Keana yang dengan sengaja menyenggolnya pun langsung tertawa terbahak- bahak disana. Badan Ales memang yang paling kekar diantara mereka semua, namun Keana tak menyangka kalau sebuah senggolan mampu menjatuhkannya.

"Keana!" teriak Ales semakin tak terima. Bukannya ditolong tapi Keana malah asik menertawakannya. Apalagi dengan posisi jatuh yang sama sekali tidak estetik menurutnya. Bagaimana tidak? Tubuh Ales jatuh tepat ke himpitan dua sofa dengan posisi miringnya. Kakinya terangkat keatas sedangkan badan atasnya masuk ke celah sempit diantara dua sofa.

"Keana, bantuin gue!" ucap Ales semakin menaikkan tinggi suaranya pada oknum tak tahu diri disampingnya. Dilihatnya tawa Keana belum juga reda dengan mata terus menatap kearahnya.

"Aldo, bantuin gue!" pinta Ales beralih pada seorang anggota Lyodra yang sedari tadi menatap diam kearahnya. Laki- laki itulah yang memprotes akan bercecernya sampah karena ulah mereka berdua.

"Ogah!" jawab Aldo mentah- mentah sambil angkat kaki dari sana.

Keana pun semakin terbahak- bahak berada disana. Malang sekali nasib wakil ketua Lyodra.

"Kean, bantuin!" ucap Ales meronta- ronta. Jika saja tangannya tidak tertimpa oleh badannya. Sungguh ia tak akan mau meminta tolong pada Keana.

Keana berusaha semaksimal mungkin untuk menghentikan tawanya. Ulah Ales benar- benar membuat kram perutnya karena terlalu banyak tertawa. Tangannya terjulur kearah Alea bersiap untuk menariknya keluar dari sana. Namun sebuah ide tiba- tiba terlintas dipikiran Keana yang membuatnya menarik kembali posisi tangannya.

"Eh, gimana sih? Tolongin gue!" ucap Ales meronta- ronta.

"Boleh. Tapi lo harus traktir gue bakso, janji?" ucap Keana sambil menaik- turunkan alisnya. Senyum licik sudah tersungging rapi dibibirnya. Tangannya pun terangkat mengacungkan jari kelingking kearah Ales yang masih setia dengan posisinya.

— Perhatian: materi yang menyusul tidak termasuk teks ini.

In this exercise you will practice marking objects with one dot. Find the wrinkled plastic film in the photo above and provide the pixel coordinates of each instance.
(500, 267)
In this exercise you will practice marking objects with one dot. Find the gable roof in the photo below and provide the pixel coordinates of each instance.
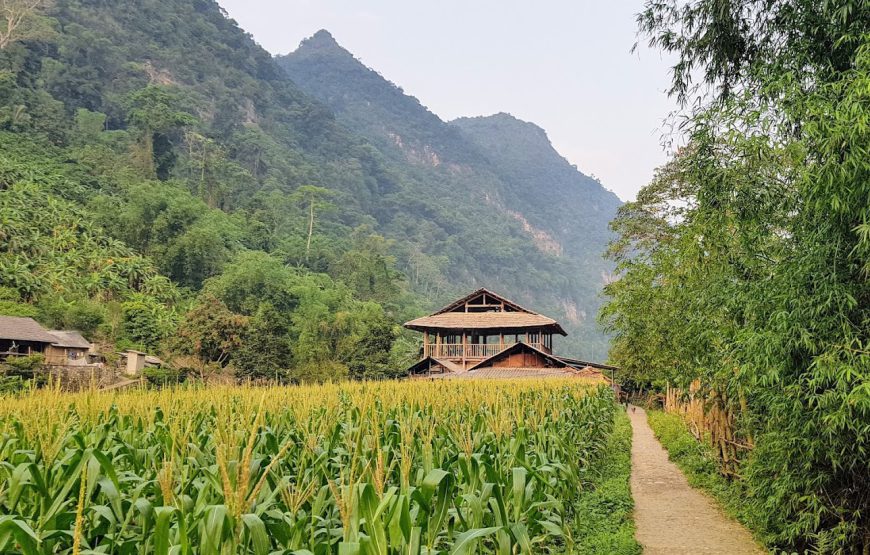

"Yaelah makanan mulu!" ucap Ales sambil mengerucutkan bibirnya. Pasalnya baru beberapa jam Keana datang ke markas mereka, sudah ratusan ribu uang yang dikeluarkan Ales untuk membelikan cemilan untuknya. Dan tentu dengan alasan Keana akan mengancam kalau ia akan mengadu pada Bastian, sahabatnya.

"Mau dibantuin nggak?" tanya Keana semakin semena- mena padanya. Matanya memincing menatap Ales lamat- lamat dari posisinya. Bibirnya kembali menahan tawa saat melihat Ales yang diam tak berdaya.

"Iya- iya janji." ucap Ales mengakhiri perdebatannya. Kini Ales harus kembali mengeluarkan uangnya untuk seorang tawanan tak tahu dirinya.

Bibir Keana langsung melengkung keatas mendengar ucapan Ales begitu saja. Tangan Keana segera terulur untuk menarik Ales keluar dari himpitan sofa. Matanya masih setia menatap berbinar kearah Ales mengingat makanan gratis akan segera didapatkannya.

Keana hanya perlu menarik Ales keluar dari sana. Beban tubuhnya sudah tersangga oleh tangan kekarnya. Tak lama tubuh jangkungnya pun berhasil keluar dari sana.

Mata Ales menatap malas kearah Keana yang masih setia menatapnya. Tak ada pilihan lain sekarang. Ales benci tatapan itu.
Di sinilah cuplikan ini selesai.